Picture of Ram Nath Chawla and Aspy Engineer ( garlanded ) on arrival at Croydon, London, England on 21 March 1930 for the Aga Khan Race.
After the plane was serviced by the manufacturers DeHavilland, Aspy participated in the Aga Khan Race, setting off for Karachi one fine morning on the 25th of April 1930. With meticulous planning and preparation, his flight was uneventful throughout, except that he experienced engine trouble at Benghazi, so did Manmohan Singh. However Aspy with his engineering skills was able to get going to Alexandria, where he met the other Zoroastrian participant in the Race JRD Tata heading for England from Bombay. When Aspy informed JRD of his engine and spark plug problem, JRD offered him a spare set of spark plugs. In return Aspy gave JRD his life belt for the sea-crossing. This saved Aspy several days of waiting at Alexandria for plugs. He later faced severe sandstorms on his flight between Basra and Bagdad, but was able to hop into Karachi at 4:10 pm on the afternoon of 11th May 1930.
Next day the Royal Aero Club, London, cabled, confirming Aspy as the winner. JRD Tata’s flight to England clocked 20 hours over Aspy’s time.
Though Manmohan Singh landed in Karachi earlier than Aspy, he was disqualified as his flight that started in January took much more than the specified 30 days.
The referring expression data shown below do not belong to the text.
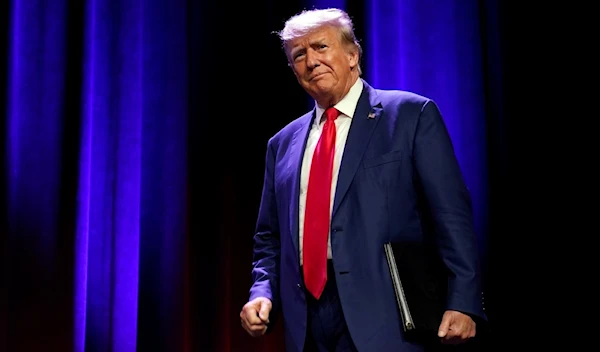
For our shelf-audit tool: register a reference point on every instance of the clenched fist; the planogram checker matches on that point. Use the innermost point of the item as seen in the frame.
(255, 316)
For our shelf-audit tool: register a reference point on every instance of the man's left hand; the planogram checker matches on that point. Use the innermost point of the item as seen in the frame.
(456, 327)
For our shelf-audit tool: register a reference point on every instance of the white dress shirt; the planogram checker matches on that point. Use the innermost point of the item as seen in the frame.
(346, 107)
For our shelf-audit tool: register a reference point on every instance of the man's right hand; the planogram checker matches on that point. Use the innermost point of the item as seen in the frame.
(255, 316)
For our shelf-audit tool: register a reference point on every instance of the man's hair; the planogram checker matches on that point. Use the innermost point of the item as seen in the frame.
(309, 20)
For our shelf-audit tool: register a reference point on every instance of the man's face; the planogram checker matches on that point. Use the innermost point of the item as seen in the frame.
(324, 67)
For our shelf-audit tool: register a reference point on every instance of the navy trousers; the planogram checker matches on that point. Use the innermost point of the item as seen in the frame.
(327, 330)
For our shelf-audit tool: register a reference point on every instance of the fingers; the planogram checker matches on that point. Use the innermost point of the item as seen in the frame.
(254, 316)
(263, 314)
(456, 328)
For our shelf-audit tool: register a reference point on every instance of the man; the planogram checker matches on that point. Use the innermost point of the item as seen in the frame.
(364, 167)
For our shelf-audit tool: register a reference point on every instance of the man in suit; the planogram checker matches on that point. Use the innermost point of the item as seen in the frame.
(364, 167)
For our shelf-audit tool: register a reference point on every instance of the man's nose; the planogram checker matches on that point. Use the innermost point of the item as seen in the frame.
(312, 60)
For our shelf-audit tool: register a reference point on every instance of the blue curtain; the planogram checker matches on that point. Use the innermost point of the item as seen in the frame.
(133, 136)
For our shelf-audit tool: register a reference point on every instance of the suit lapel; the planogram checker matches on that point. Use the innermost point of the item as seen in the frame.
(297, 147)
(367, 115)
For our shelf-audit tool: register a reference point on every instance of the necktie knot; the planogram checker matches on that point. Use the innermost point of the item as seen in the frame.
(331, 114)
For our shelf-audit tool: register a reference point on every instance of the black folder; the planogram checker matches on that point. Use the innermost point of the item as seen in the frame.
(420, 283)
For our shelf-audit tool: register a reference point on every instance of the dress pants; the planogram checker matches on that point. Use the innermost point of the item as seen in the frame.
(327, 330)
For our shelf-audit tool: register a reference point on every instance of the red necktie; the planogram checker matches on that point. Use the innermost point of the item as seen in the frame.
(317, 212)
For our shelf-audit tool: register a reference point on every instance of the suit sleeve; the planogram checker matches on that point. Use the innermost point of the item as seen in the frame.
(450, 207)
(265, 262)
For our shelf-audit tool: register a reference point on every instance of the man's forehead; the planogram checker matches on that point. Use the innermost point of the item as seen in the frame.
(318, 36)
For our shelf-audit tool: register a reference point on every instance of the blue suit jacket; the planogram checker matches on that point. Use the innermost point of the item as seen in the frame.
(398, 157)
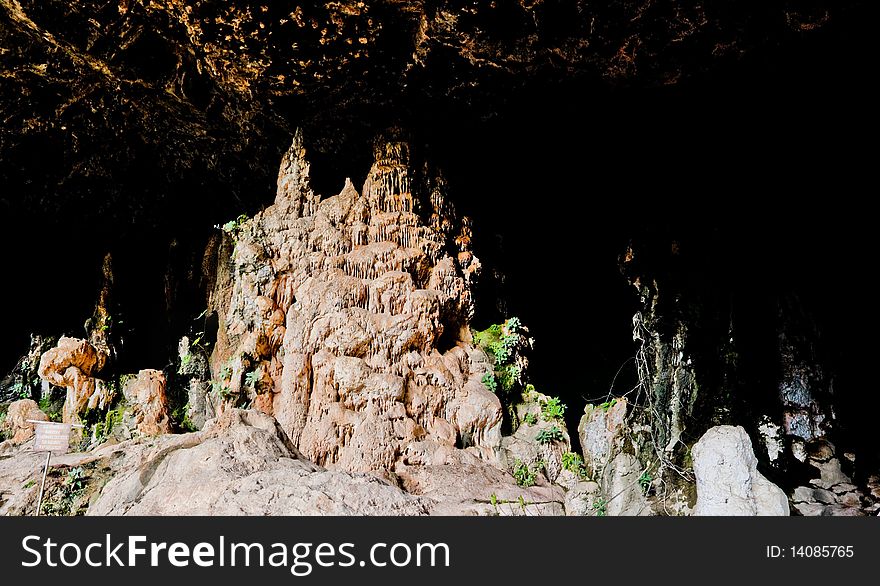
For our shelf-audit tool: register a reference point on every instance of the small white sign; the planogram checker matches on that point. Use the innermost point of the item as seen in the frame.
(52, 437)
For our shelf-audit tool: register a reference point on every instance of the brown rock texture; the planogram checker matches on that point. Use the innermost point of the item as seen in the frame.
(148, 403)
(72, 365)
(16, 424)
(347, 319)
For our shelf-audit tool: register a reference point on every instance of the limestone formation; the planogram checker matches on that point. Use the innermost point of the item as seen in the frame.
(728, 481)
(145, 395)
(73, 364)
(346, 318)
(15, 426)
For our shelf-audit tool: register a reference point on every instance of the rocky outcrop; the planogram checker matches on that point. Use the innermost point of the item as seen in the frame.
(148, 404)
(833, 492)
(15, 425)
(244, 464)
(347, 319)
(72, 365)
(609, 448)
(728, 481)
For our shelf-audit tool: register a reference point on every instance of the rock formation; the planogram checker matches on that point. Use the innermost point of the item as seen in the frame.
(728, 481)
(347, 319)
(72, 365)
(148, 405)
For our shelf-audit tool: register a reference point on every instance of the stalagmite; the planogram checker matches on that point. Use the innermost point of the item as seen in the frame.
(346, 317)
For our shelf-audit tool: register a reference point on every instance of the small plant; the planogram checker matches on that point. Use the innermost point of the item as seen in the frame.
(552, 409)
(645, 481)
(575, 463)
(24, 391)
(489, 381)
(65, 497)
(253, 379)
(233, 227)
(608, 405)
(549, 435)
(508, 376)
(524, 475)
(220, 389)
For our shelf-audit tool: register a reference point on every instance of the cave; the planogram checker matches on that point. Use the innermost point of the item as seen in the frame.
(726, 189)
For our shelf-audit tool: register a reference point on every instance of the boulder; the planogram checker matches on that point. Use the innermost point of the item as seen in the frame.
(145, 395)
(242, 464)
(332, 315)
(72, 365)
(728, 481)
Of the three Indians who took part in the Aga Khan Race two were Parsis, Aspy Engineer, 17 yrs from Karachi, and Jehangir R D Tata, 26 yrs. from Bombay, heir to an industrial empire. The third man Mohan Singh, 24yrs was from Rawalpindi, a qualified flyer and an aeronautical engineer, but had bad luck, crashes and injury on his flights from England. The first of his three attempts to fly to India was on 11th January,1930. All the three flew Gypsy Moths.
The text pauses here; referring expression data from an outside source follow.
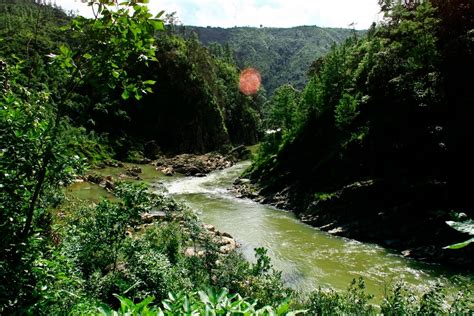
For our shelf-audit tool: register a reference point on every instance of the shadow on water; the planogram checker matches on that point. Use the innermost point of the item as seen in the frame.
(307, 257)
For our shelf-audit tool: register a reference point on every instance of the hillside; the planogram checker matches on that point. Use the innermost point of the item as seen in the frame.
(282, 55)
(377, 144)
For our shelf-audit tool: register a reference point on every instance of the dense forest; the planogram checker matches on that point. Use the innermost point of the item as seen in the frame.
(282, 55)
(376, 144)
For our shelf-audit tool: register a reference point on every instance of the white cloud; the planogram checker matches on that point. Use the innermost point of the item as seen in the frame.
(272, 13)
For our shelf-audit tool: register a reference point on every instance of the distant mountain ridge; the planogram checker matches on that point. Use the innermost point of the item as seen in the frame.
(282, 55)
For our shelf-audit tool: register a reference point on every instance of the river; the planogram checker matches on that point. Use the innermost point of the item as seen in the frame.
(308, 258)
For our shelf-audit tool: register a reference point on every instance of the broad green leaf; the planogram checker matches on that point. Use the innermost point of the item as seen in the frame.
(460, 245)
(463, 227)
(125, 94)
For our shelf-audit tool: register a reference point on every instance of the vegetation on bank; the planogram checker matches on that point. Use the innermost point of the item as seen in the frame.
(96, 259)
(377, 143)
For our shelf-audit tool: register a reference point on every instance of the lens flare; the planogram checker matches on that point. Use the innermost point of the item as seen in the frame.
(250, 81)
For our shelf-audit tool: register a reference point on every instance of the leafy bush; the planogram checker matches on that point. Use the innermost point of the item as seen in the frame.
(352, 302)
(208, 302)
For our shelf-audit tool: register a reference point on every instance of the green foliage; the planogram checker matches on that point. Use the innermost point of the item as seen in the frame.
(402, 300)
(466, 226)
(352, 302)
(281, 55)
(208, 302)
(383, 107)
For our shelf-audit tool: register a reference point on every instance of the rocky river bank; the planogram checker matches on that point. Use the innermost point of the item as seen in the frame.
(378, 213)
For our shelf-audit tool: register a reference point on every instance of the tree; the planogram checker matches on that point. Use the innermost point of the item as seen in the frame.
(34, 159)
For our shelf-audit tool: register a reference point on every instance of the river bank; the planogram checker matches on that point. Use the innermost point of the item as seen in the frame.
(373, 212)
(307, 257)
Aspy’s heroic and record setting flight thrilled people throughout India, but the public celebrations, awards or ticker parades, that greeted his more senior and well financed US contemporaries like, Charles Lindberg, Amelia Earhart on achieving similar feats, were missing. Whereas the US President Calvin Coolidge awarded Lindbergh the Congressional Medal of Honor and the Distinguished Flying Cross for his flight to Europe from America, there was nothing like that in store for Aspy from the Government. The BVS school band, known as the Cowasjee Variawa’s Own, played as he landed. The large crowd that had gathered cheered him. He was garlanded by the Mayor of the Karachi, Jamshed Nusserwanji, congratulated by the Chairman of the Karachi Aero Club and by the President and Secretary of the Karachi Parsi Anjuman.
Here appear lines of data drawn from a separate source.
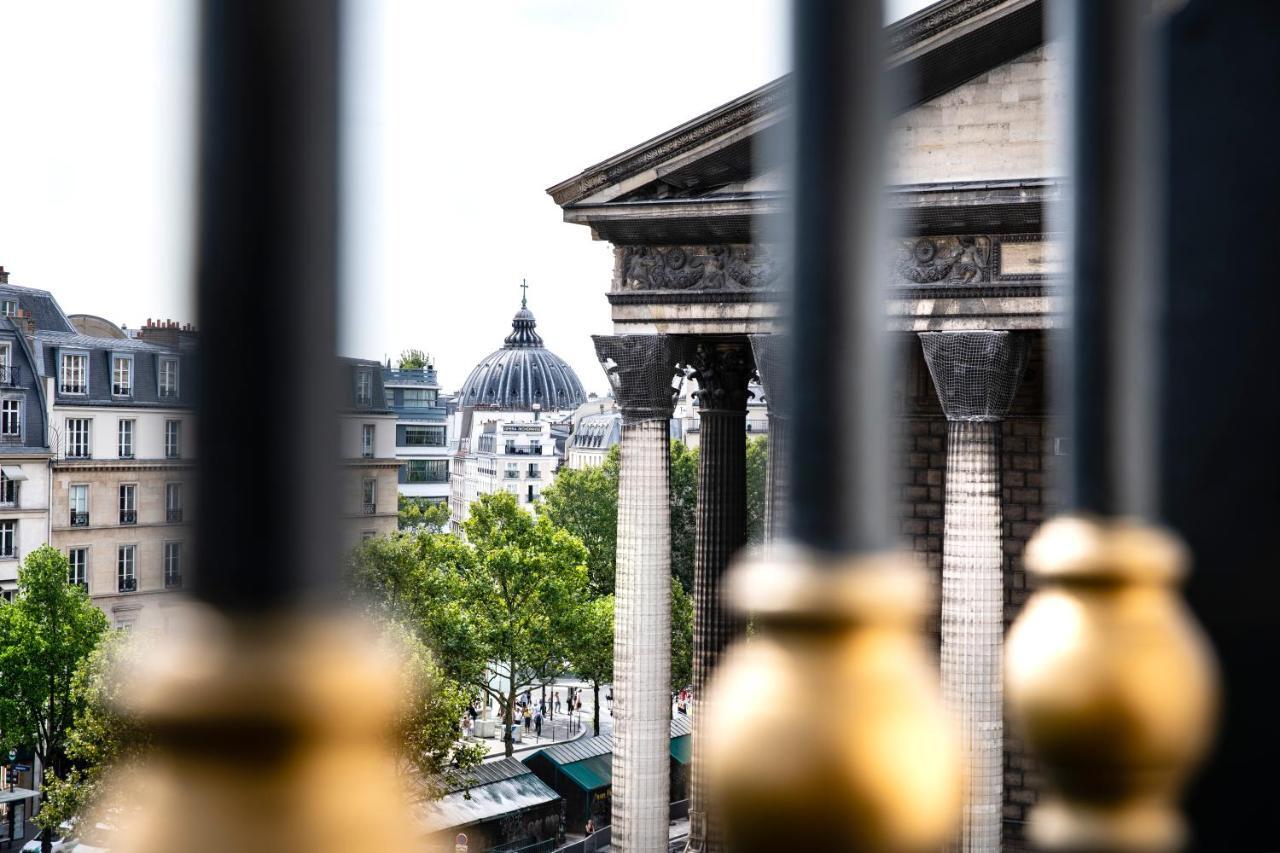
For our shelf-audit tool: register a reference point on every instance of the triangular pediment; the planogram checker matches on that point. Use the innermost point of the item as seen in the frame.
(977, 64)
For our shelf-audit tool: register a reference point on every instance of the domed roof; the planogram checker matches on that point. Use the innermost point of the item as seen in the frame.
(522, 373)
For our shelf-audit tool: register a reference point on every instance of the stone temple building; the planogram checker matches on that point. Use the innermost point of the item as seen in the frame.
(973, 279)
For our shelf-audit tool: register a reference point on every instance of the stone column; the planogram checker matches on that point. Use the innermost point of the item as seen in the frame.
(768, 351)
(640, 370)
(976, 375)
(723, 370)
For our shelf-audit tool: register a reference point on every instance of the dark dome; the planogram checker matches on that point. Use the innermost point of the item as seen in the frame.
(522, 373)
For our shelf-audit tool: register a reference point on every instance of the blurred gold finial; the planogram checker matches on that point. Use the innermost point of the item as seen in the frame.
(273, 735)
(858, 753)
(1112, 684)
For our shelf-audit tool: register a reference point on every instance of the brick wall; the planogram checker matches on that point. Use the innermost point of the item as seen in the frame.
(1029, 495)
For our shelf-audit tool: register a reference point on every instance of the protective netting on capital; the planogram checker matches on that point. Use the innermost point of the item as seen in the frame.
(976, 373)
(640, 369)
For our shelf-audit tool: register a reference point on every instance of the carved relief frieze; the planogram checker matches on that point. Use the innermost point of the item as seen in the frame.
(698, 268)
(927, 260)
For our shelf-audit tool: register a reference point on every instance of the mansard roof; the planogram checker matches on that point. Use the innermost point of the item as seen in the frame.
(709, 179)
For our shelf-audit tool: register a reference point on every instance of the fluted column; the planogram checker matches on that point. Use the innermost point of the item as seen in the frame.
(640, 370)
(723, 370)
(976, 375)
(769, 351)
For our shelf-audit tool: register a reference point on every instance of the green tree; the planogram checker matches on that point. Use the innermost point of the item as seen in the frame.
(522, 591)
(757, 474)
(681, 637)
(498, 606)
(684, 512)
(592, 648)
(423, 512)
(412, 359)
(585, 502)
(45, 633)
(103, 734)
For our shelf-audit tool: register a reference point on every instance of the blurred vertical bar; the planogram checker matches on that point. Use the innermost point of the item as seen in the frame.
(839, 363)
(1105, 373)
(266, 274)
(1220, 405)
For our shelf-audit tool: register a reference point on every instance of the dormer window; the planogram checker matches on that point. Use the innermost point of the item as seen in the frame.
(122, 375)
(364, 388)
(168, 387)
(73, 374)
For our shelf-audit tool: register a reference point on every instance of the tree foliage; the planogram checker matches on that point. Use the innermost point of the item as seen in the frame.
(757, 473)
(424, 514)
(498, 605)
(592, 648)
(45, 633)
(412, 359)
(585, 502)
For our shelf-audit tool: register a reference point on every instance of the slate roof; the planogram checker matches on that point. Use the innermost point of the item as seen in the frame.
(502, 788)
(146, 366)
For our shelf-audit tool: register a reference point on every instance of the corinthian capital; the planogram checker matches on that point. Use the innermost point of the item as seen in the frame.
(723, 369)
(640, 369)
(976, 373)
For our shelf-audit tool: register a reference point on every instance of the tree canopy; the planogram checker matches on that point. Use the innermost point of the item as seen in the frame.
(412, 359)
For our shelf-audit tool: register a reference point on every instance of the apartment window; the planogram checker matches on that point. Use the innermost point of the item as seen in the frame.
(126, 438)
(72, 377)
(8, 539)
(168, 388)
(77, 571)
(78, 498)
(173, 438)
(419, 398)
(364, 387)
(122, 375)
(172, 565)
(77, 438)
(173, 502)
(128, 503)
(10, 416)
(127, 569)
(424, 437)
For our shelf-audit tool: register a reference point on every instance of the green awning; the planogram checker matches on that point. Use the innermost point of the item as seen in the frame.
(592, 774)
(682, 748)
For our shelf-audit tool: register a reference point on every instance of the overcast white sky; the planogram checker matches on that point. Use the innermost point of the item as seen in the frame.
(460, 115)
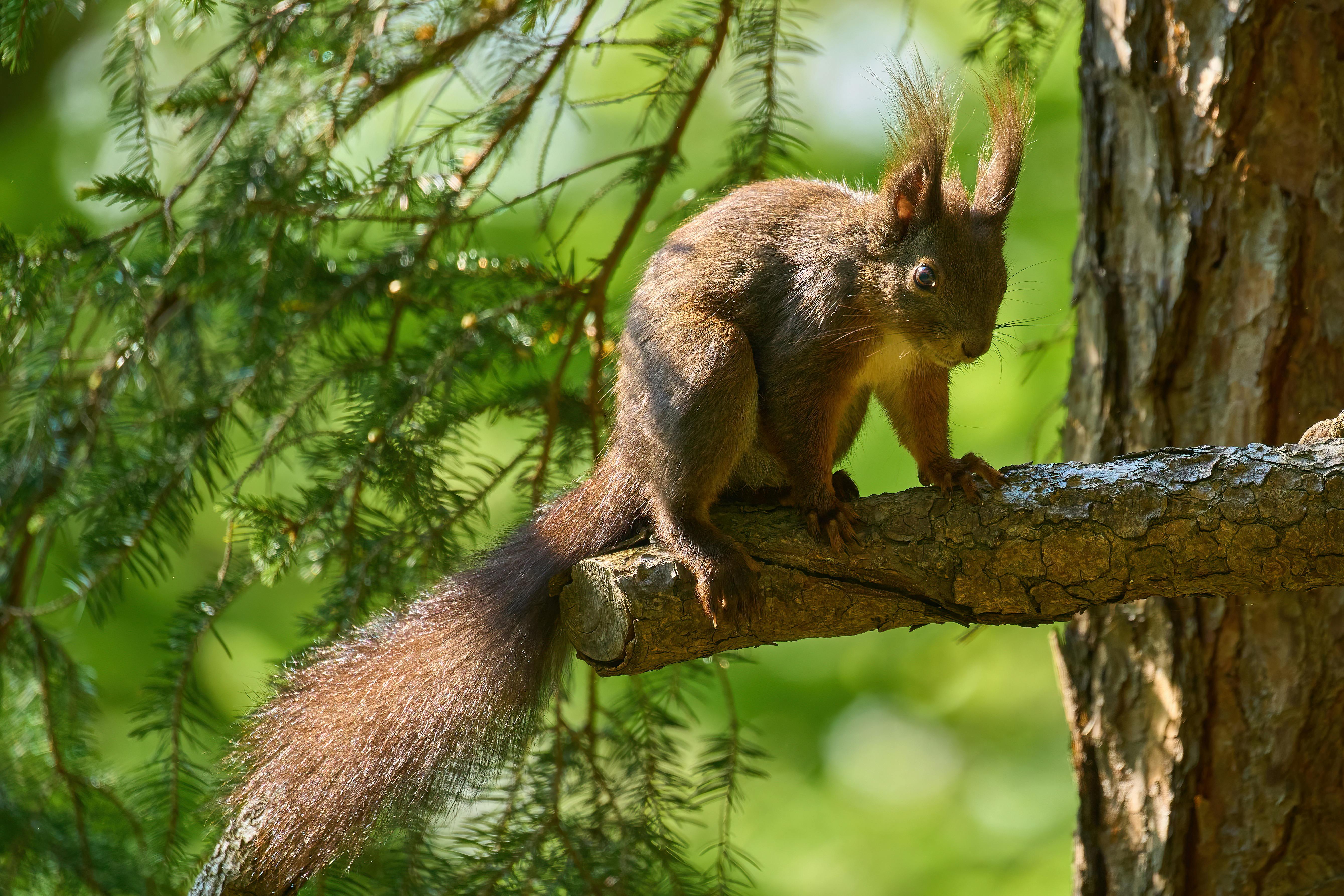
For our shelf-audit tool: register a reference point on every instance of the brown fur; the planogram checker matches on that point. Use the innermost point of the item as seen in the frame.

Next day The Royal Aero Club, London, cabled confirming Aspy as the winner. The Karachi Parsi Institute’s President, Khan Bahadur Kavasji H Katrak held a dinner celebration on the Institutes spacious grounds to congratulate the young boy for this outstanding achievement. At the reception in Karachi, a reporter asked about what he saw in his future. The young man replied, “I would love the chance to serve my country in the Air Force”.
A wish that soon came true.
The Legislative Council of India awarded Aspy Engineer a special prize of Rs10,000.
Sir Frederick Sykes the Governor of Bombay State which then included Karachi, upon learning that Aspy was the winner wanted to honour him with a suitable public reception in Bombay.
Taking off for Bombay, much against the wishes of his mother, Aspy was injured when he crash landed at Bhuj and could not make it to Bombay. Instead, upon recovering he flew in to Panchgani and landed on the rough Table Land plateau, his old School’s playing field, fulfilling a dream and keeping the promise he made to the boys at school and his Principal before he matriculated.
Late Mr. K.T. Satarawalla of Delhi, then a student at the school, remembers how the whole school and the people of Panchgani had gathered to welcome Aspy and how the Governor of Bombay visited the school to present a ‘Big Cup’. This was in addition of being honoured and facilitated by the Principal of the School. Aspy’s son Cyrus Engineer, tells me he has the movie that was taken of the presentation. The very next year Aspy joined the Royal Indian Air Force and was selected for training at the RAF College at Cranwell, England (3rdSeptember 1931 to 14th July 1933).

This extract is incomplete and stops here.